The IRS recently released new temporary and proposed regulations to address employment tax treatment in certain limited liability company ("LLC") and partnership structures where an individual is both a partner and an employee.

The IRS Rule on Employees as Partners

The IRS has a longstanding position reflected in a 1969 ruling that an individual cannot be both an employee and a partner of a partnership, even if his or her partnership interest is extremely small.  Despite no change in this position, industry practice has adapted to reflect the significant changes that have occurred since the IRS issued formal guidance on this issue.  In particular, with the evolution of LLCs as a preferred choice of entity, the number of businesses treated as partnerships for tax purposes has increased dramatically.  Additionally, issuing partnership equity to key employees has become increasingly common as a way to incentivize key employees.

Changing from employee to partner status carries some consequences that may not be desirable or intended.  As a partner, instead of receiving wage income reported on a W-2 subject to withholding, the individual would be subject to self-employment tax.  The change of status also affects employee benefit eligibility; for example, a partner cannot participate in Section 125 cafeteria plans.  Because of these issues, many LLCs and partnerships have sought arrangements to allow partners to remain employees as well.

Past Workarounds and New Limitations

One way that businesses have worked around the IRS's rule is by adopting a structure with an LLC treated as a partnership owning an LLC treated as a disregarded entity.  The employees and other partners hold ownership interests in the partnership, but employment agreements are made between the employees and the disregarded entity.  This arrangement has allowed businesses to take the position that the affected individuals are employees of one entity, but partners of another entity.

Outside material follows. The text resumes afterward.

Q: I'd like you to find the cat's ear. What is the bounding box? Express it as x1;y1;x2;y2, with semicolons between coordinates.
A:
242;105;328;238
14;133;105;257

The new regulations provide clarification to the self-employment tax rules, and effectively rule out this type of arrangement as a way to treat partners as employees.  The regulations state that if a partnership owns a disregarded entity, the partners are subject to the same self-employment tax as they would be if the partnership did not own the disregarded entity.  The result is that the disregarded entity is ignored for self-employment tax purposes as well as income tax purposes.

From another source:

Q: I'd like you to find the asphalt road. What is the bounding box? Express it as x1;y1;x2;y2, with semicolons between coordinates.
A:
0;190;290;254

The new regulations also confirm that the IRS still maintains its original ruling that a partner in a partnership cannot also be an employee of that partnership.  However, comments have been requested by the IRS as to whether its rule should be narrowed to allow partners to be employees as well in some circumstances. 

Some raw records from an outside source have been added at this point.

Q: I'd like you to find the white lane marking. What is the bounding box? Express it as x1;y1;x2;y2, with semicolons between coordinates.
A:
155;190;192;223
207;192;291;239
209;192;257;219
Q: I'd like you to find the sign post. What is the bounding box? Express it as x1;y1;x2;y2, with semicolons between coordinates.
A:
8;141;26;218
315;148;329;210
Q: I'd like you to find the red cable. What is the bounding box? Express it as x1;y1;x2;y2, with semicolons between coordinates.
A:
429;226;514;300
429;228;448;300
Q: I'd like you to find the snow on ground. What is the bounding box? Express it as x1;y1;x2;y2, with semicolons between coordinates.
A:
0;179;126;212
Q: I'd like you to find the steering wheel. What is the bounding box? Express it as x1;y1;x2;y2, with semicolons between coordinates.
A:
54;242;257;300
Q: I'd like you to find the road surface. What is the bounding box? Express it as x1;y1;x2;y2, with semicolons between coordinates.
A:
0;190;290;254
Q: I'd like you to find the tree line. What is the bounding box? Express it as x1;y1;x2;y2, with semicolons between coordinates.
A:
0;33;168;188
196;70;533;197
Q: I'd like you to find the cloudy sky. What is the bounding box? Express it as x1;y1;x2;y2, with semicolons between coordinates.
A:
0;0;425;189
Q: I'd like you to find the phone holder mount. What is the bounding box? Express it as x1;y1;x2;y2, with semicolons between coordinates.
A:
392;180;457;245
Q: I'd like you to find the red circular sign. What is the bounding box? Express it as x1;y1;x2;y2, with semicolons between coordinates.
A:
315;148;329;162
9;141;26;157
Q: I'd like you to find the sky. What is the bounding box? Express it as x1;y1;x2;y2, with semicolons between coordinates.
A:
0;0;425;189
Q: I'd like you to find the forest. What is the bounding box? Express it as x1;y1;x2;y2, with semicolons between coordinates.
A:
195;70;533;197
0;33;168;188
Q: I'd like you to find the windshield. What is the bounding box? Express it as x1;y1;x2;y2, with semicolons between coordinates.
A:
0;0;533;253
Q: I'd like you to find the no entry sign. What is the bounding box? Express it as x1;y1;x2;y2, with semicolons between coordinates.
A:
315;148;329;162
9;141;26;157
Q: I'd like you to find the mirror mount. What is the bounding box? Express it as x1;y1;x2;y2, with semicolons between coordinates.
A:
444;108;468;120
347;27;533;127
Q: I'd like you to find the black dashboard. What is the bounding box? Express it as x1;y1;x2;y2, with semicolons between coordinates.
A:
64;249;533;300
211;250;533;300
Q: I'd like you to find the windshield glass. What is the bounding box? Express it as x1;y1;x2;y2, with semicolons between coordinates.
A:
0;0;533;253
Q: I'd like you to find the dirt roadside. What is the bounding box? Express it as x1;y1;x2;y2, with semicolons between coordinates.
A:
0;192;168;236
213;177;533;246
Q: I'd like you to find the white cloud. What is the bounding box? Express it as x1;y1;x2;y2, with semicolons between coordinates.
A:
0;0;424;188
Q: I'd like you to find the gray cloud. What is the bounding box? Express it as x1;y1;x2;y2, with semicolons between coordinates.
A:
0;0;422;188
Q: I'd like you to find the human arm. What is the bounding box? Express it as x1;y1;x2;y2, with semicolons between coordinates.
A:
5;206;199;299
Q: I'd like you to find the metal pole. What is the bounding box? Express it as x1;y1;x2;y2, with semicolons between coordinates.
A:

The regulations apply on the later of August 1, 2016, or the first day of the latest-starting plan year following May 4, 2016, of a qualified plan, health plan, or cafeteria plan sponsored by a disregarded entity subject to the new regulations.

Next Steps for LLCs and Partnerships

Further developments in this area are expected.  In the meantime, partnerships should take the opportunity to assess their situation and consider what risks may be present if partners are being treated as employees, and whether changes should be made.  Prospective buyers of partnerships should also evaluate these issues as part of their diligence.  We will be monitoring these issues closely, and provide updates as further information is available.